Et comment serait-elle près de moi, sur le rond-point des Champs-Élysées? Là-bas, au bout de l’avenue, l’Arc de Triomphe, qui porte sous ses voûtes les noms des compagnons d’armes de l’oncle Victor, ouvre sur le ciel sa porte gigantesque. Les arbres de l’avenue déploient, au soleil du printemps, leurs premières feuilles encore pâles et frileuses. À mon côté, les calèches roulent vers le bois de Boulogne. J’ai poussé ma promenade sur cette avenue mondaine, et me voici arrêté sans raison devant une boutique en plein air où sont des pains d’épice et des carafes de coco bouchées par un citron. Un petit misérable, couvert de loques qui laissent voir sa peau gercée, ouvre de grands yeux devant ces somptueuses douceurs qui ne sont point pour lui. Il montre son envie avec l’impudeur de l’innocence. Ses yeux ronds et fixes contemplent un bonhomme de pain d’épice d’une haute taille. C’est un général, et il ressemble un peu à l’oncle Victor. Je le prends, je le paye et je le tends au petit pauvre, qui n’ose y porter la main, car, par une précoce expérience, il ne croit pas au bonheur; il me regarde de cet air qu’on voit aux gros chiens et qui veut dire: «Vous êtes cruel de vous moquer de moi.»


– Allons, petit nigaud, lui dis-je de ce ton bourru qui m’est ordinaire, prends, prends et mange, puisque, plus heureux que je ne fus à ton âge, tu peux satisfaire tes goûts sans te déshonorer.
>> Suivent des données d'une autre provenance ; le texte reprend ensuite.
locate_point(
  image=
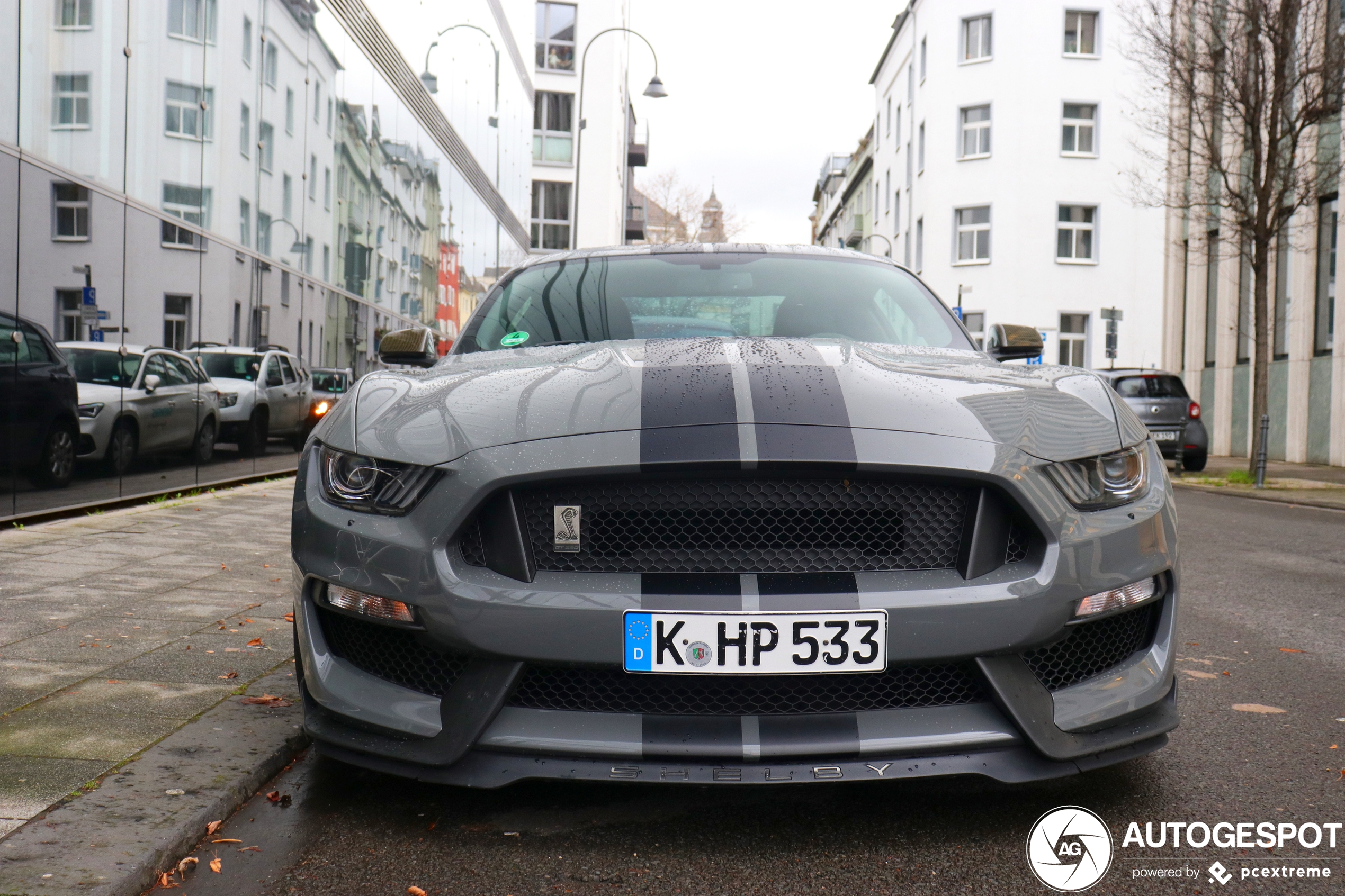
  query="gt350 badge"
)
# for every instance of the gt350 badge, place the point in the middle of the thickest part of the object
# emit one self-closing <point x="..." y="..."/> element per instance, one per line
<point x="566" y="530"/>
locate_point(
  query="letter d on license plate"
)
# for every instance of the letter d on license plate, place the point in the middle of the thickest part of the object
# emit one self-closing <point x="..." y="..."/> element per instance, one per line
<point x="755" y="642"/>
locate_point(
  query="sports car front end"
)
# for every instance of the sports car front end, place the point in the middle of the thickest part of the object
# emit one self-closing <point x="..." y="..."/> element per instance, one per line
<point x="786" y="555"/>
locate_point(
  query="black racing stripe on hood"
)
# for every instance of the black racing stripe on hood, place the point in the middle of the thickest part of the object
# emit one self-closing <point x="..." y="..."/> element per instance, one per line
<point x="798" y="405"/>
<point x="688" y="413"/>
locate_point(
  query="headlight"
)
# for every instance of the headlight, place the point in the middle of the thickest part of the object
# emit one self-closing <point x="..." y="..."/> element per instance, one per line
<point x="1104" y="481"/>
<point x="372" y="485"/>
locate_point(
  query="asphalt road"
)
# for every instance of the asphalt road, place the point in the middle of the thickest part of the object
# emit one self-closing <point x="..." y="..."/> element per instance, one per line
<point x="1259" y="578"/>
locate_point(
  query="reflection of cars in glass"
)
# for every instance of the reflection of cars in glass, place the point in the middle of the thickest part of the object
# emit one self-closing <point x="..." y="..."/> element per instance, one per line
<point x="1161" y="402"/>
<point x="136" y="400"/>
<point x="837" y="545"/>
<point x="38" y="402"/>
<point x="273" y="394"/>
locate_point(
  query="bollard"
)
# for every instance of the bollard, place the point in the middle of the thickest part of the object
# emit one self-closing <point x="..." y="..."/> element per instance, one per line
<point x="1261" y="452"/>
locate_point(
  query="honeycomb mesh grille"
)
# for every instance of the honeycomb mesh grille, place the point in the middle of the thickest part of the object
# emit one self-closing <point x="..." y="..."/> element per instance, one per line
<point x="1094" y="648"/>
<point x="746" y="526"/>
<point x="618" y="691"/>
<point x="392" y="655"/>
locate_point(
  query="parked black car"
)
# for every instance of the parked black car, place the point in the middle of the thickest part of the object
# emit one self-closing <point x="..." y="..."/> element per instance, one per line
<point x="1161" y="402"/>
<point x="38" y="405"/>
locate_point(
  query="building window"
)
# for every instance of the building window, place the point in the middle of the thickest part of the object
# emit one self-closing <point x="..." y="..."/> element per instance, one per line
<point x="1324" y="330"/>
<point x="1075" y="234"/>
<point x="1074" y="339"/>
<point x="975" y="132"/>
<point x="553" y="126"/>
<point x="975" y="39"/>
<point x="70" y="213"/>
<point x="187" y="112"/>
<point x="975" y="324"/>
<point x="74" y="14"/>
<point x="1080" y="34"/>
<point x="190" y="205"/>
<point x="177" y="321"/>
<point x="973" y="234"/>
<point x="267" y="144"/>
<point x="1077" y="133"/>
<point x="556" y="37"/>
<point x="551" y="214"/>
<point x="70" y="103"/>
<point x="69" y="319"/>
<point x="191" y="19"/>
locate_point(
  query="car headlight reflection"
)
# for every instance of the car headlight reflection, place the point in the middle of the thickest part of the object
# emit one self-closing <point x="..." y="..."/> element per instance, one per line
<point x="372" y="485"/>
<point x="1104" y="481"/>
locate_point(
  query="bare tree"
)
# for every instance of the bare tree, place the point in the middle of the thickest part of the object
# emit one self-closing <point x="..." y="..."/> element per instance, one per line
<point x="1249" y="86"/>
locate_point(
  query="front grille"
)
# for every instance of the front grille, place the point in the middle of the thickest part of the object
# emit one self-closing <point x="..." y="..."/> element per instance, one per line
<point x="618" y="691"/>
<point x="390" y="653"/>
<point x="1094" y="648"/>
<point x="746" y="526"/>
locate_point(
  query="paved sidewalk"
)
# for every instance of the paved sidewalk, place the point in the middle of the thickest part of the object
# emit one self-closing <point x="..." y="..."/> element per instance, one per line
<point x="118" y="629"/>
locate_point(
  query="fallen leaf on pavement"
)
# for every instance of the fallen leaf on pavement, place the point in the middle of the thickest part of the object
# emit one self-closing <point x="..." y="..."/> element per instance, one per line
<point x="1257" y="707"/>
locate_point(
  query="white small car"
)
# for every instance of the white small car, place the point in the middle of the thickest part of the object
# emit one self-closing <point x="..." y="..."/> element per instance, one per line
<point x="275" y="394"/>
<point x="140" y="400"/>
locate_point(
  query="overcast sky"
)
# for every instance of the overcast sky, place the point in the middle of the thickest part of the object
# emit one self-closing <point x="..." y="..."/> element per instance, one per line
<point x="759" y="93"/>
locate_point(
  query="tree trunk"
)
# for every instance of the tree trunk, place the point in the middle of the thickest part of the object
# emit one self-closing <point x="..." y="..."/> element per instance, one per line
<point x="1261" y="350"/>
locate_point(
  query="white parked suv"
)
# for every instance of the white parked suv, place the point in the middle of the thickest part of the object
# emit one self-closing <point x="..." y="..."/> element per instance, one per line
<point x="273" y="388"/>
<point x="141" y="400"/>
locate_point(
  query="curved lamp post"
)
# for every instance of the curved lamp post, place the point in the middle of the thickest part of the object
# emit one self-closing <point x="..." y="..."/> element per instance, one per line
<point x="654" y="90"/>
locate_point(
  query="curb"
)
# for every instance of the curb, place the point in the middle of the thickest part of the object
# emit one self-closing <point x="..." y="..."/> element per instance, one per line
<point x="115" y="841"/>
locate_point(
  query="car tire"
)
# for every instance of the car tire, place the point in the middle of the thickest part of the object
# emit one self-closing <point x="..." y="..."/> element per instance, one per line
<point x="57" y="465"/>
<point x="203" y="448"/>
<point x="252" y="436"/>
<point x="121" y="449"/>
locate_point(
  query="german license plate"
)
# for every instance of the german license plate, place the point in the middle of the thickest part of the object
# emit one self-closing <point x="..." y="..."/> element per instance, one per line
<point x="755" y="642"/>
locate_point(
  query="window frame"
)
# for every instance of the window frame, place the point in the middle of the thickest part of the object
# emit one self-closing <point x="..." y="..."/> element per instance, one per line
<point x="1077" y="228"/>
<point x="1077" y="124"/>
<point x="958" y="229"/>
<point x="963" y="34"/>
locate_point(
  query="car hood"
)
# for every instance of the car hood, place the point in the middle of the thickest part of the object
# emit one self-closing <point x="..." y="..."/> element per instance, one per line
<point x="483" y="400"/>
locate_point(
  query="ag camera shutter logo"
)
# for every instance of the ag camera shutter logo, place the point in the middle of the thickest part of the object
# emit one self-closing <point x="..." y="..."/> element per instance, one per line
<point x="1070" y="849"/>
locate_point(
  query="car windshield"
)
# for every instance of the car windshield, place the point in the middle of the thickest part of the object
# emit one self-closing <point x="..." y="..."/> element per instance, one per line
<point x="103" y="368"/>
<point x="701" y="295"/>
<point x="228" y="366"/>
<point x="1152" y="386"/>
<point x="329" y="382"/>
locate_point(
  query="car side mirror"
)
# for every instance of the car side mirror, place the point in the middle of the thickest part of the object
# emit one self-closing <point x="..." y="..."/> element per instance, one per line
<point x="415" y="347"/>
<point x="1008" y="341"/>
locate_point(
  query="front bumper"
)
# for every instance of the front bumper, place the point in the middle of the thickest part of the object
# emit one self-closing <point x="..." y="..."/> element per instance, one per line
<point x="1017" y="730"/>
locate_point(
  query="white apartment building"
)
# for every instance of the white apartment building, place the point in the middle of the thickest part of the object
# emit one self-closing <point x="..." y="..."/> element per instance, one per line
<point x="996" y="168"/>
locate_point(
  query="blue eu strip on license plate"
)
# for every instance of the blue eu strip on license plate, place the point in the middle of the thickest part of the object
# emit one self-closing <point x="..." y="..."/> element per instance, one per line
<point x="696" y="642"/>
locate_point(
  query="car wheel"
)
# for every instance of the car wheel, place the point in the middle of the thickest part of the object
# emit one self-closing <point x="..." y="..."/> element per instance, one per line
<point x="252" y="437"/>
<point x="57" y="467"/>
<point x="121" y="449"/>
<point x="203" y="449"/>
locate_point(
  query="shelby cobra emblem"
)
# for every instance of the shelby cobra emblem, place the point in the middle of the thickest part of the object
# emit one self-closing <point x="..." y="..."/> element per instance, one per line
<point x="566" y="530"/>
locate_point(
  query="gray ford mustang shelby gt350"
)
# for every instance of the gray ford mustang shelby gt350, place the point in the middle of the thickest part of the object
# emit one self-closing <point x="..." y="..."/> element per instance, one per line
<point x="732" y="513"/>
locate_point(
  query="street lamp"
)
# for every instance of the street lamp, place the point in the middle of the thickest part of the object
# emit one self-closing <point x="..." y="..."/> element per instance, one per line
<point x="654" y="90"/>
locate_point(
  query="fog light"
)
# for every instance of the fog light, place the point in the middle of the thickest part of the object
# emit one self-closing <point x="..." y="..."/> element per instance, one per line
<point x="369" y="605"/>
<point x="1118" y="598"/>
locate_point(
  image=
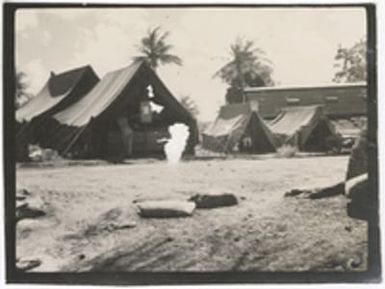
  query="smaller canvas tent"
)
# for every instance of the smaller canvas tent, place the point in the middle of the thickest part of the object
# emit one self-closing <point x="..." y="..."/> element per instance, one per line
<point x="305" y="127"/>
<point x="238" y="125"/>
<point x="60" y="91"/>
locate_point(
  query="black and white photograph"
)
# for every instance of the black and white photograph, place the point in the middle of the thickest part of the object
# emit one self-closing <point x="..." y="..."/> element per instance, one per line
<point x="191" y="141"/>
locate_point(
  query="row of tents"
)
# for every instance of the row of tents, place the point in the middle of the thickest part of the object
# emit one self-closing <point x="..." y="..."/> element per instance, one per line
<point x="129" y="110"/>
<point x="239" y="127"/>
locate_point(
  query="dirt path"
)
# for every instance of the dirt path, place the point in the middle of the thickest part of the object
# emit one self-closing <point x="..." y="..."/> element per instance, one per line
<point x="264" y="232"/>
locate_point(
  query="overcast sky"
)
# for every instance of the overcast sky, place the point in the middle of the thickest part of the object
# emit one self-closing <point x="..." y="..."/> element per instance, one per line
<point x="301" y="43"/>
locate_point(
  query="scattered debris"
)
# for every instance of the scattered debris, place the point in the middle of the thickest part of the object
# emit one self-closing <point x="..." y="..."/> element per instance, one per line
<point x="165" y="208"/>
<point x="331" y="191"/>
<point x="209" y="201"/>
<point x="28" y="206"/>
<point x="27" y="264"/>
<point x="38" y="154"/>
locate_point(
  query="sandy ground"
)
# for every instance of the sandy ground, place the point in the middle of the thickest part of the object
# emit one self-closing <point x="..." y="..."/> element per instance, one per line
<point x="264" y="232"/>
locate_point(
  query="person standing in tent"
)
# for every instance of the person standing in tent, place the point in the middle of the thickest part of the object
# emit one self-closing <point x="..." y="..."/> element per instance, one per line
<point x="127" y="135"/>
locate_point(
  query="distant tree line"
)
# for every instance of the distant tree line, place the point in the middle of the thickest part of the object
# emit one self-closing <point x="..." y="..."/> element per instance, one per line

Et vous, oncle Victor, vous, dont ce général de pain d’épice m’a rappelé la mâle figure, venez, ombre glorieuse, me faire oublier ma nouvelle poupée. Nous sommes d’éternels enfants et nous courons sans cesse après des jouets nouveaux.


Même jour.


C’est de la façon la plus bizarre que la famille Coccoz est associée dans mon esprit au clerc Jean Toutmouillé.


– Thérèse, dis-je en me jetant dans mon fauteuil, apprenez-moi si le jeune Coccoz se porte bien et s’il a ses premières dents, et donnez-moi mes pantoufles.